Right now hydra for nixpkgs-unstable and nxos-unstable are often stalled for weeks at a time because hydra builds or tests are failing. This is not only inconvenient, but also potentially dangerous as it blocks security critical updates from being released.
I think this can be mostly avoided by switching to a merge-train type setup. This is a setup where merges are not committed to master until they are fully tested. This makes it very unlikely that master goes red. I wrote a blog post about the concept but I will fully reexplain here as it could relate to nixpkgs.
The basic concept is simple. When a PR is “ready” instead of merging to master and calling it a day we merge to a queue and start to run the regular tests. Only when the relevant tests pass does master get updated.
Now this is currently very similar to now the -unstable channel’s work today. However the key difference is that when the tests fail the change is automatically removed from the queue and all of the other changes are queued up for re-testing. This means that just the relevant change should get skipped and later PRs keep moving as usual as opposed to how channels get blocked up until manually fixed.
However there are complications:
Batching
As I understand it, we don’t have enough capacity in hydra to test each commit separately. Even though Hydra will only rebuild and retest changed derivations my understanding is that batching is still a notable load reduction.
This means that we will need to continue to batch changes, however this complicates things quite a bit as now when we have a failure we don’t know exactly what commit caused it. We have a couple of options:
- Simply abort all of the queued changes. This will allow them to be rebased and we hope that the regular pre-merge testing will find the one that had logical conflicts.
- Run a bisection-like analysis to find the original culprit. This will burn some hydra capacity but assuming it happens pretty rarely it shouldn’t be too much of an issue. And by being smart (like just trying to build the broken derivations) it shouldn’t be too expensive. Furthermore afterwards we should be able to process bigger batches until we catch up. (Assuming that we don’t accumulate conflicting changes quick enough that it spirals into a cycle of constant bisection)

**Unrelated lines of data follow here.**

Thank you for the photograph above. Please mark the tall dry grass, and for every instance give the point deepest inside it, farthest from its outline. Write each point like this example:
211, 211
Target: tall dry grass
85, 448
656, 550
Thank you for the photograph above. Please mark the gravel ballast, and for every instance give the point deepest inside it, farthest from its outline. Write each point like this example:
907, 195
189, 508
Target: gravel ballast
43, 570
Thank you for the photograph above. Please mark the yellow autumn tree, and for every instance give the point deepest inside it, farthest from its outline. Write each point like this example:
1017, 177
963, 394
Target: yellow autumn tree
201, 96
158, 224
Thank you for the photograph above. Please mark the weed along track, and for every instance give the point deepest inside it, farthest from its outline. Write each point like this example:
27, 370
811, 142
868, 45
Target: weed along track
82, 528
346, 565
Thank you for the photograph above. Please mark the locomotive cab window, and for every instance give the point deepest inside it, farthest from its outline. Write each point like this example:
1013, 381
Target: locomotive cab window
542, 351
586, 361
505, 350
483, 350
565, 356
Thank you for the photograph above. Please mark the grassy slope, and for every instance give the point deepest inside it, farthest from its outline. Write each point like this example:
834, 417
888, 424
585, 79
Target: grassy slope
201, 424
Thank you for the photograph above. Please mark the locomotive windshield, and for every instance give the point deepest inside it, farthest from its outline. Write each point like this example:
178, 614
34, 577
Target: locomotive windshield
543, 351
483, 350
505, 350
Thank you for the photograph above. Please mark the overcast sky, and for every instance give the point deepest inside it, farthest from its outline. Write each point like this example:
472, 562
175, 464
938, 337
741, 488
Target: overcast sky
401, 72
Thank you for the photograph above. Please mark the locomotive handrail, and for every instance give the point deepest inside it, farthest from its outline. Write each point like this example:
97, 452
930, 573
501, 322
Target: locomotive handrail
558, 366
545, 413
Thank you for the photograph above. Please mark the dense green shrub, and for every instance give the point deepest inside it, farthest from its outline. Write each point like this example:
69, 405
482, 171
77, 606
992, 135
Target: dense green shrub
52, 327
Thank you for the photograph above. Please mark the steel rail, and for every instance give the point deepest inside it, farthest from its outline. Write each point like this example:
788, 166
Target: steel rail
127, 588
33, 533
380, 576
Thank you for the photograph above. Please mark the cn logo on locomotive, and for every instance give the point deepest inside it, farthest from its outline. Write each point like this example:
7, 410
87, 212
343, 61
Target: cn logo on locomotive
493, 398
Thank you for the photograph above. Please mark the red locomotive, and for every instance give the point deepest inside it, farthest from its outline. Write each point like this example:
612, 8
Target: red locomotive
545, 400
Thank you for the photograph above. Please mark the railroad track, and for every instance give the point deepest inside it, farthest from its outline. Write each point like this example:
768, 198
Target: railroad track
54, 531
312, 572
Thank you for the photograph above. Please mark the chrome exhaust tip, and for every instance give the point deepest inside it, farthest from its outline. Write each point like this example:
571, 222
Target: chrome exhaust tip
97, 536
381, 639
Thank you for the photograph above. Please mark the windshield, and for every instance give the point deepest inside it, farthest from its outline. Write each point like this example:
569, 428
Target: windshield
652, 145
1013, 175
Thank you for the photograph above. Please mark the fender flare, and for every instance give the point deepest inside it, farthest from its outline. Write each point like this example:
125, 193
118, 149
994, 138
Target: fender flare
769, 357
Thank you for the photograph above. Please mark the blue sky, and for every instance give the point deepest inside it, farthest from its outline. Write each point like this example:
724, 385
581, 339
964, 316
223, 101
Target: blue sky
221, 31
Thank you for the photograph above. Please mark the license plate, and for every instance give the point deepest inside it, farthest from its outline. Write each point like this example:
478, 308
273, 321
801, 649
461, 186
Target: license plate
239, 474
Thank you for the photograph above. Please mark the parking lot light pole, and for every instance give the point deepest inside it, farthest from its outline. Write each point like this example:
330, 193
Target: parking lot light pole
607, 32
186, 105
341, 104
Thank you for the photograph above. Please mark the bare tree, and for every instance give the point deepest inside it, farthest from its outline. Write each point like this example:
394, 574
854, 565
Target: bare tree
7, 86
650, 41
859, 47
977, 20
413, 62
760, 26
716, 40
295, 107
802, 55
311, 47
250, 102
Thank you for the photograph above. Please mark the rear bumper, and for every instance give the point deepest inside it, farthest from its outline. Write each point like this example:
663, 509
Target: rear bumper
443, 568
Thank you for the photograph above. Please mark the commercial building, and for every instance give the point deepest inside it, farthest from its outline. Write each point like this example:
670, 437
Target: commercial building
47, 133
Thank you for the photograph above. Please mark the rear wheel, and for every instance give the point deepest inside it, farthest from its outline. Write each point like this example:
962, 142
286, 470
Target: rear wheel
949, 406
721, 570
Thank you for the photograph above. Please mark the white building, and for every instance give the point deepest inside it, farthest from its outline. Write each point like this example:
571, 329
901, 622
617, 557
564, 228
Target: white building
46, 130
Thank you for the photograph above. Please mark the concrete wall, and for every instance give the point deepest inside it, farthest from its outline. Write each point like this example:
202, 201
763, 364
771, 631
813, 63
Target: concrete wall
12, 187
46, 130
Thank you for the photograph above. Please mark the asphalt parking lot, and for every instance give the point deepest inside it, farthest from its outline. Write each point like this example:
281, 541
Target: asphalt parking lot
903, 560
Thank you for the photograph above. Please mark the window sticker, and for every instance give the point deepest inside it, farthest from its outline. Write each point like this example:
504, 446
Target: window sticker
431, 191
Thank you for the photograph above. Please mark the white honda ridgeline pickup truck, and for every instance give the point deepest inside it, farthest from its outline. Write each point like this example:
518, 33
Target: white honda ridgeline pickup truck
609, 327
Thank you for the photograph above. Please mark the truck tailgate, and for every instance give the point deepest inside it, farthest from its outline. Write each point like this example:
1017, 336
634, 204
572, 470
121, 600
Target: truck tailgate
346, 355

I think either will be an improvement on the long broken times we have now, but unfortunately I don’t think the built in GitHub merge-train support can handle either of these cases so we may have to roll our own (or at least have some tooling on too of the GitHub solution)
Impure Breakages
Sometimes things are broken by URLs dropping off the face of the planet or similar. Luckily this shouldn’t be a major issue because of Hydra caching but it can often blame “good” changes for revealing impure-breakages. I don’t think there is much we can do about this. We will just have to fix the issue before merging in changes that cause the broken packages to change.
Flakey Breakages
Flakey derivations will become more painful than they currently are because they will cause merges to be rejected instead of just being merged and succeeding in the second (or third) evaluation. This can be mitigated by retries, but that will cause extra Hydra load and the only solution is to solve the root cause. I think by marking non-critical packages as broken quickly this will not be a blocker.
Summary
I think this could help us keep the -unstable channels green. I need to spend a bit more time seeing if this would be expected to catch most of the breakages we see but would be interested in any thoughts that people have on the idea itself or easy ways to implement it for nixpkgs.
Sidenote: If this works well we can probably drop the nixpkgs/Nico’s distinction as IIUC the difference is just that the current nixpkgs only exists because it is expected to break less often than nixos due to less tests being run.